Cran was awarded the Doug & Lois Mitchell Outstanding Calgary Artist Award on February 20, 2015, at the Mayor’s Lunch for Arts Champions. The Award honours innovative Calgary-based artists who are acknowledged by their peers, have achieved national and/or international recognition and "have significantly enriched artistic discourse in Canada."

==Selected exhibitions==

Chris Cran: Surveying the Damage, 1977–97
In 1999 his retrospective exhibition entitled Chris Cran: Surveying the Damage, 1977–97 with works produced over two decades – including his student years at ACAD – was shown at the Kelowna Art Gallery in British Columbia, in Saskatoon, and in Toronto at the Museum of Contemporary Canadian Art (July 8, 1999 – October, 1999).

Patterns of Disappearance was exhibited at the National Gallery of Canada from June 16, 1999, to November 28, 1999.

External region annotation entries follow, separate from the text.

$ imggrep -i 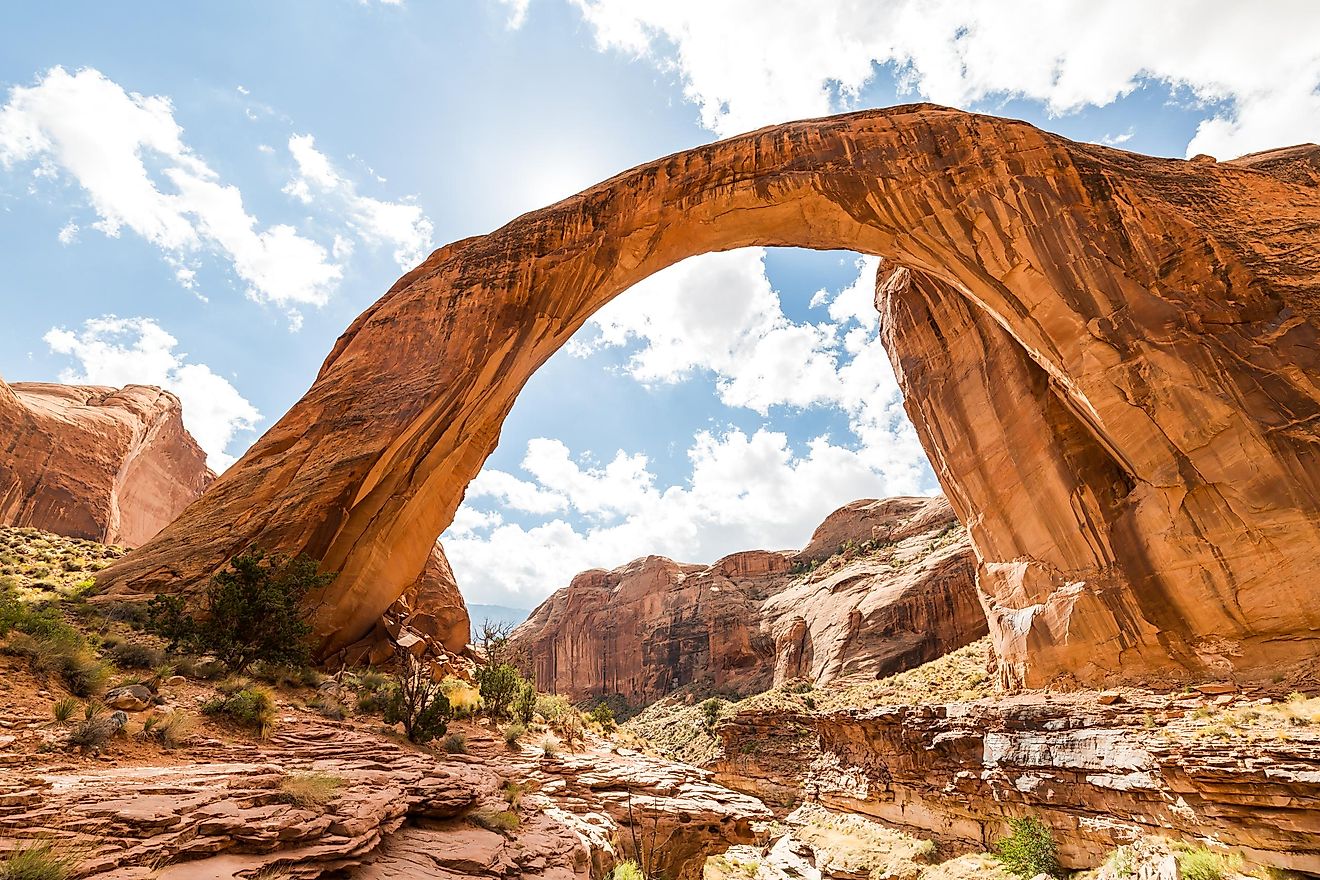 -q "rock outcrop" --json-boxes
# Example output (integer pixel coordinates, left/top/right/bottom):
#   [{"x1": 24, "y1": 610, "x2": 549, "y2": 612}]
[
  {"x1": 713, "y1": 690, "x2": 1320, "y2": 873},
  {"x1": 0, "y1": 380, "x2": 215, "y2": 548},
  {"x1": 327, "y1": 541, "x2": 471, "y2": 677},
  {"x1": 102, "y1": 106, "x2": 1320, "y2": 685},
  {"x1": 511, "y1": 497, "x2": 986, "y2": 705},
  {"x1": 0, "y1": 710, "x2": 771, "y2": 880}
]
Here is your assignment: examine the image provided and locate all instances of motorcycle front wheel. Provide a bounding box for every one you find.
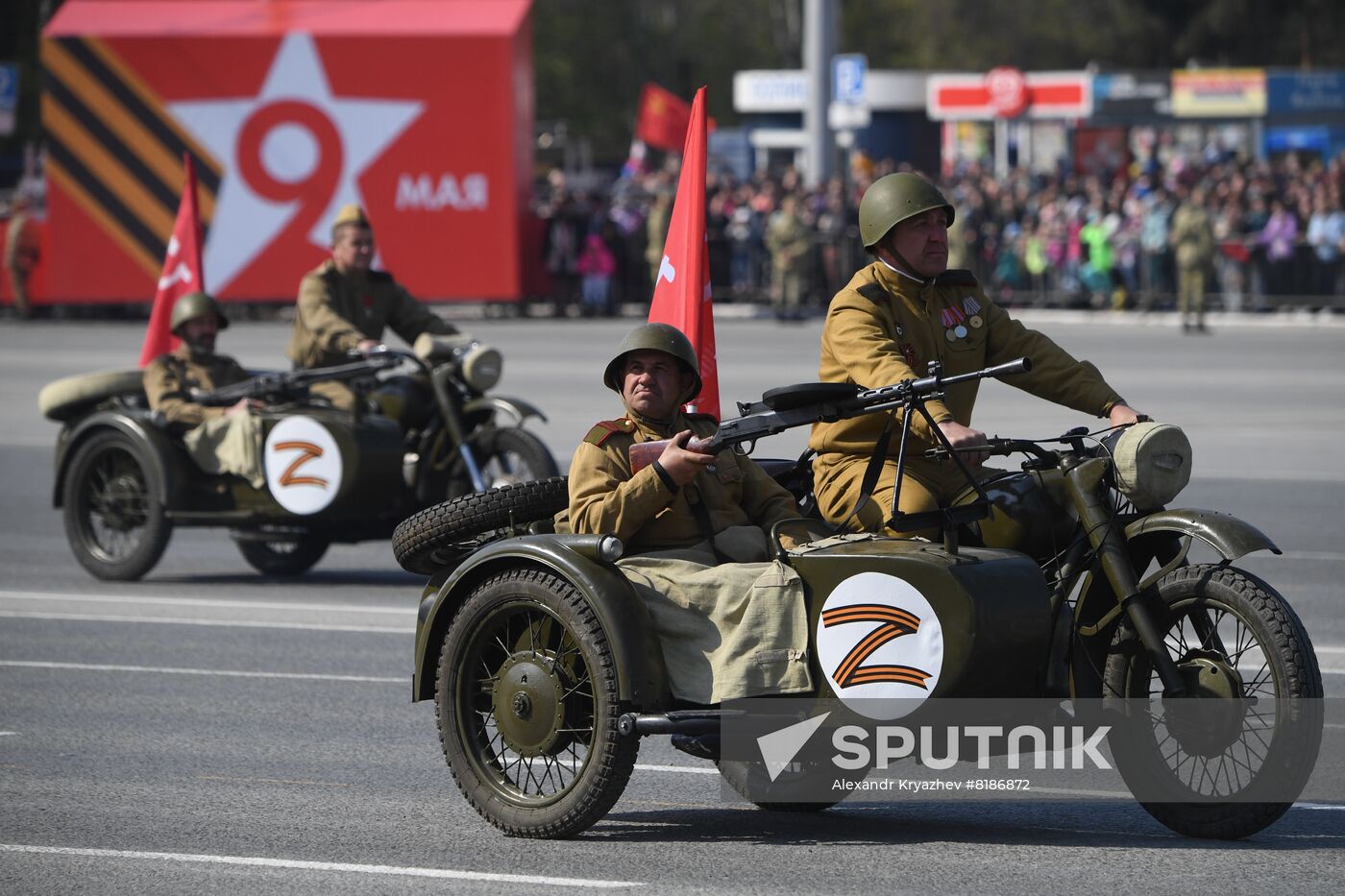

Major Survey – Sincerely Yours, Chris Cran, 2015–2016
A major multi-partner survey of Cran's artistic production spanning over thirty years, was co-curated by Josée Drouin-Brisebois, Senior Curator of Contemporary Art at the NGC and Catherine Crowston, Deputy Director and Chief Curator, of the Art Gallery of Alberta (AGA) in Edmonton, Alberta The exhibition entitled Sincerely Yours opened at the AGA on September 12, 2015, in the spring of 2016 at the NGC. The exhibition includes over one hundred works from Cran's own collection, other private collectors, galleries and museums. A painting entitled, Self-Portrait With Large Audience Trying to Remember What Carmelita Pope Looks Like 1988 in which Cran refers to a TV commercial for Pam cooking spray featuring Carmelita Pope. Cran was intrigued by the idea of "a large appreciative audience for the most trivial things." Stephen Hunt of the Calgary Herald described Cran's work as the "rhetoric of the image," in reference to the iconic essay by Roland Barthes.

The exhibition Inherent Virtue, at the Southern Alberta Art Gallery (SAAG), Lethbridge, Alberta from September 25, 2015, to November 22, 2015, was part of the major survey of Cran's work.

==Selected collections==
Cran's work is in the permanent collections of the National Gallery of Canada, the Art Gallery of Nova Scotia, Art Gallery of Windsor, Banff Centre for the Arts, Canada Council Art Bank, Edmonton Art Gallery, Glenbow Museum, Landfall Press, New York, New York, MacKenzie Art Gallery, Mendel Art Gallery, Musée des beaux-arts de Montréal, Nickle Arts Museum, North York Art Gallery, University of Lethbridge Art Gallery and private collections.